# Crawl Space Insulation Best Practices



## sorebikr (Sep 16, 2011)

Hey guys -

I've been doing some casual research over the past year or so about insulation. I have a house on a lake and as a result its very very humid for a good part of the year. Also, the house isn't terribly well insulation, and to add insult to injury, the only heat is electric baseboard heat. We're not there full time in the winters, but when we are we stay on the first floor and do our best to keep the heat low. Also, we drain the house and turn off the heat when we're not around during the week. 

We experimented last winter with leaving the heat on in the kitchen and living room at 50 degrees. When we got the $400 electricity bill for the month, we decided that leaving the heat on wasn't an option.

SO. A lot of backstory I know, but I wanted to explain the situation. I would like to insulate the crawlspace beneath the house. Mostly because I want the floors to be warmer, and I want to reduce the drafts, and hopefully seal up a few holes down there as well where the spiders get in (wishful thinking I know).

I have an estimate from one contractor that goes as follows:

1. Spray foam walls with R10 sealed to vapor barrier on floor $3822
2. Fiberglass floor joist with R30 fiberglass insulation. $1592 (Not an option in my opinion)
3. Spray foam floor joist with R30 open cell foam. $4525

Based on this info alone, what do you guys think? I would estimate the crawlspace is 900sq ft.

Thank you for your thoughts


----------



## Perry525 (Jan 10, 2010)

Lets start with the easy bit, how much of a DIY person are you?
You can start by blocking out those spiders, just cover the whole floor with tightly packed sheets of polystyrene anything from one inch to three inches will make a difference, three inches is better.

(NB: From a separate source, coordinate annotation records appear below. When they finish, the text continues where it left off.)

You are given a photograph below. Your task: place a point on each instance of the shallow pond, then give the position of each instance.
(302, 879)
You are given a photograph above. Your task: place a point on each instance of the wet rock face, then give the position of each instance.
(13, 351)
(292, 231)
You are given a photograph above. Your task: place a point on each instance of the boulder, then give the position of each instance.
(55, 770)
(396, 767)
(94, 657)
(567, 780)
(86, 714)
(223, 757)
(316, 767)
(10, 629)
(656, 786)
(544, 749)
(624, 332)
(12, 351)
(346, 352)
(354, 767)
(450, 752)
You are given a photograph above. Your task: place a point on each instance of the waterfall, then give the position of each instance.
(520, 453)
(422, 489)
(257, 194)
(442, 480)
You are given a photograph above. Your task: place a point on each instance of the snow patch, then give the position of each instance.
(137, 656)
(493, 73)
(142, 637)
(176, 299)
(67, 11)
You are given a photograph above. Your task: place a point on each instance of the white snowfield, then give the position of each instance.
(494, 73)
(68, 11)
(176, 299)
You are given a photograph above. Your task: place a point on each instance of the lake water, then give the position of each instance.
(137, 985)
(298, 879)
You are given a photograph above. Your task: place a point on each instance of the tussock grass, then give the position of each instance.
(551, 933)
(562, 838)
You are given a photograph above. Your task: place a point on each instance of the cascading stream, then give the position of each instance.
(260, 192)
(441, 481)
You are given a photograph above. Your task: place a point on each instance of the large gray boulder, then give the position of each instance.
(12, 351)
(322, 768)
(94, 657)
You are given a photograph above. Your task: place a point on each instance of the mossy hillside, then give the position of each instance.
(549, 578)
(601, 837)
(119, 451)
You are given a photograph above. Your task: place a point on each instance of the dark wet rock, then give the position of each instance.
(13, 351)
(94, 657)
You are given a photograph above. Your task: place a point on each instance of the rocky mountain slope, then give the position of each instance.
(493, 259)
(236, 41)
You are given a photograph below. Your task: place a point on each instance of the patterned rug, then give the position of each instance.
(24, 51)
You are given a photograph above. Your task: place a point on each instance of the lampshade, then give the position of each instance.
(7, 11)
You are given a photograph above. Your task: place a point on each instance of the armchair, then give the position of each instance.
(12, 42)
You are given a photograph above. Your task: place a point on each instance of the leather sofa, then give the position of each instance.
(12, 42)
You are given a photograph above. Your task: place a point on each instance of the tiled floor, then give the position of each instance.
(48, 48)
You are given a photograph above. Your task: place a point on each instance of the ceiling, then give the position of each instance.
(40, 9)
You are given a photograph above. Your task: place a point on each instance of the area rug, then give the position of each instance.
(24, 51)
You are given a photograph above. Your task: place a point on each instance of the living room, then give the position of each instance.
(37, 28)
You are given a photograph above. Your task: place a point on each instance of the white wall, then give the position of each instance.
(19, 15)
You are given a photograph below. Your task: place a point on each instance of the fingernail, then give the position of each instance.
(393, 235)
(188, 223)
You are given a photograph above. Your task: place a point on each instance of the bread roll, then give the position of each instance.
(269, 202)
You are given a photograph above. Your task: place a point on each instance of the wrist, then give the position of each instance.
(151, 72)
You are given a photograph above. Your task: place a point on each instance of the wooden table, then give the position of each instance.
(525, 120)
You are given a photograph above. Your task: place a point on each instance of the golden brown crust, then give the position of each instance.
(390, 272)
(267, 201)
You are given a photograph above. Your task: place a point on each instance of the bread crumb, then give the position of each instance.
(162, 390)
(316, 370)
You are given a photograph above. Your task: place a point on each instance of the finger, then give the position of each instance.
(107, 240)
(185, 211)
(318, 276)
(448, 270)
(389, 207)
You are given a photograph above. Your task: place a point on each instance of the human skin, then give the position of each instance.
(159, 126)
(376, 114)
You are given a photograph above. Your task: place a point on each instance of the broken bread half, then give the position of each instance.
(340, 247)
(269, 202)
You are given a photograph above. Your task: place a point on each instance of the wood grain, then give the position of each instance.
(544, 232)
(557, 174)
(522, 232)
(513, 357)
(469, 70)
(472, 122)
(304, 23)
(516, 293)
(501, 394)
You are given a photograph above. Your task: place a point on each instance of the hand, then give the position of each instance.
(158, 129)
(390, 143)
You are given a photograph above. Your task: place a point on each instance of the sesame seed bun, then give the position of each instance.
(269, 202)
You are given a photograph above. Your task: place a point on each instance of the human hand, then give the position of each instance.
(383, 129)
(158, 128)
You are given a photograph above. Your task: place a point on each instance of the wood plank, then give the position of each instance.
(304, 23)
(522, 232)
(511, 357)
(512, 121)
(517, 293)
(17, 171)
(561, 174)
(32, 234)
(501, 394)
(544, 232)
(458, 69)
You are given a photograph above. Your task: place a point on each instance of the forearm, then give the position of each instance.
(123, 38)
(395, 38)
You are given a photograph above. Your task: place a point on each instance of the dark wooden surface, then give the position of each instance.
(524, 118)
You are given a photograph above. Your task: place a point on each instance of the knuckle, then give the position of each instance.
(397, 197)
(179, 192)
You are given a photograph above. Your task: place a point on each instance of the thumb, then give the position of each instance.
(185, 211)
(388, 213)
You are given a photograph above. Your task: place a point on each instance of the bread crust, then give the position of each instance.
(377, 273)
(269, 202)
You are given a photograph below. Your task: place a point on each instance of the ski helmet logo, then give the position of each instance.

Fill any small holes with spray foam from a can. Then cover with t&g glued oriented strand board. Finish to choice.

The idea is that warm air rises, as it does it pulls cold air in from outside, that is where your heating cost comes from - continually heating cold air from outside, that then disappears through holes in your ceilings and walls.

Having done the floor, move on to the walls and ceilings, again cover the walls and ceilings with sheets of polystyrene, topped with dry wall.....can you do this?
It is not difficult, do a bit when you can and save a lot of money......do the outside walls, then the ceilings, just stopping the warm air from escaping will change your life.


----------



## sorebikr (Sep 16, 2011)

I consider myself a handy DIY sorta guy. Better with electrical and carpentry. Overall though, I'm not sure this is a project I want to do on my own. The crawl space isn't remotely even, very rocky, and slopes from 2' to 4' of clearance in different areas. Its not a smooth sandy surface, so I don't think 3" sheets of poly would work well as I still need to access all areas of this crawl space frequently in the winter (to drain the pipes)

I suppose my main question is on the benefits of a vented vs unvented crawl space? It looks as though codes are shifting towards unvented crawl spaces which to me would be an indication that this is a better approach? Does R10 on the walls with Poly on the floor = R30 in the joists? 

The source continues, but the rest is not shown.